Hi, i really need prayer for strength, ive been through many jobs in the last 5years and 4 of them i havent liked but until this year i have enjoyed this job which is doing valuation filing.......until my boss said to me that i have done a great job and my contract is finished because i have gotten through all the files there, ( it was replacing files just like a contract role) so i was kinda sad bout that as i really wanted to keep a job down.
Ilm just like so emotional and scared.......ive been through 6 jobs in 5 years, some raging from being there 3 weeks to 8 months.........i jst got a job as a full time administrator and im really excited about it, i also know that this could potentally be a good job for me because i have been a valuation filer for 4 months now and wouldnt of left at all i jst left cause it was a contract so i am sure i will like this new role as it has some to do with administration
THe Point is i'm scared, a bit reluctent not that confident about this job cause i want it to work out well and i dnt want it not to be wrkin for me.
So i am asking anyone out there to say a prayer for me for strength and peace from God about this.

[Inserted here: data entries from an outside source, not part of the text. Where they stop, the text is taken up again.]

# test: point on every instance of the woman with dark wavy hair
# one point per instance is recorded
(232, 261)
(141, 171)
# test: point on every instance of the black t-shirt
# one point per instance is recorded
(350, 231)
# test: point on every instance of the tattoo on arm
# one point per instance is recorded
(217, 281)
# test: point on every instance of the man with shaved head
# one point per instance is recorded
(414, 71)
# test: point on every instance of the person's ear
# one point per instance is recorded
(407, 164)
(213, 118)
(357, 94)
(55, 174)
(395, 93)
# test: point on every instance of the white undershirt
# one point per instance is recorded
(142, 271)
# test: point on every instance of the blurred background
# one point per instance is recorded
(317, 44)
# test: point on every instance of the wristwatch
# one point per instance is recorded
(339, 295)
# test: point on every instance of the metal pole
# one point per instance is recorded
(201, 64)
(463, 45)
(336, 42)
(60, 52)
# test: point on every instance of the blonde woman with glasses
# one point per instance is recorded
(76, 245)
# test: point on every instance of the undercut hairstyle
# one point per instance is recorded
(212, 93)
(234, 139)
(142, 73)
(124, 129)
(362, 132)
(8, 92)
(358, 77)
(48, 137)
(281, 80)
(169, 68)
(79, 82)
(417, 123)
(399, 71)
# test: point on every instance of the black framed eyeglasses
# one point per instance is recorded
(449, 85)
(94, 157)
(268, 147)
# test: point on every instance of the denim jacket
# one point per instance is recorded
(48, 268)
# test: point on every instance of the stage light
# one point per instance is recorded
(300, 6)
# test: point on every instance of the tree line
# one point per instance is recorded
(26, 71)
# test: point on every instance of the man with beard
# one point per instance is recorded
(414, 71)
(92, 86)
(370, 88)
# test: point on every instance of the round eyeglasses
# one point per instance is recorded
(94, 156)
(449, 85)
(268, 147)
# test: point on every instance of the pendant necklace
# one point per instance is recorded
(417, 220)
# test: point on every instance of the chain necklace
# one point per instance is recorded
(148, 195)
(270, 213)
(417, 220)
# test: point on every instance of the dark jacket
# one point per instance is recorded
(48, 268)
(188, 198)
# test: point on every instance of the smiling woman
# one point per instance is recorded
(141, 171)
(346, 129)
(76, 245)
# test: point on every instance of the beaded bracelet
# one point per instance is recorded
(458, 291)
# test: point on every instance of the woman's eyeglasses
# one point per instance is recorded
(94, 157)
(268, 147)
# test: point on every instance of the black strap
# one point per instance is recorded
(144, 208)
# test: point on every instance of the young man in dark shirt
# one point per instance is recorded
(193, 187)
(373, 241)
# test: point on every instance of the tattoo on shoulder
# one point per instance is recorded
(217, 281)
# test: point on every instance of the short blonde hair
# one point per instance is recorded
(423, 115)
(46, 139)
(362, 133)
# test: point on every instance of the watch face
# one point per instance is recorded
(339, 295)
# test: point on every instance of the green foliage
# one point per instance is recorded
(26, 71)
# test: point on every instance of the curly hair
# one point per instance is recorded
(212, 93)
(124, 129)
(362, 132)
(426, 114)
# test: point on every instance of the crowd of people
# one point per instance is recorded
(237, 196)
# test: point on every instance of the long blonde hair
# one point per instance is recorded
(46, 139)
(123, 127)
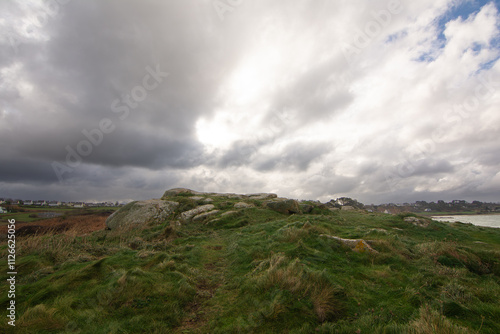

I know that i can hold a job cause have done so for 8 months before but i've been through a lot of dissapointment and worry and depression over not findinging the right job for me, until the filing job came along i am finally starting to feel comfortable and confident in a job for once so i guess i jst need to believe that GOd is with me and helping me through this new job.
Thanks to anyone who took the time to read this, i do really appreciate it, i am kinda new to this like internet prayer thing and find it wierd but hey wat the heck any thing is possible with GOd in the picture.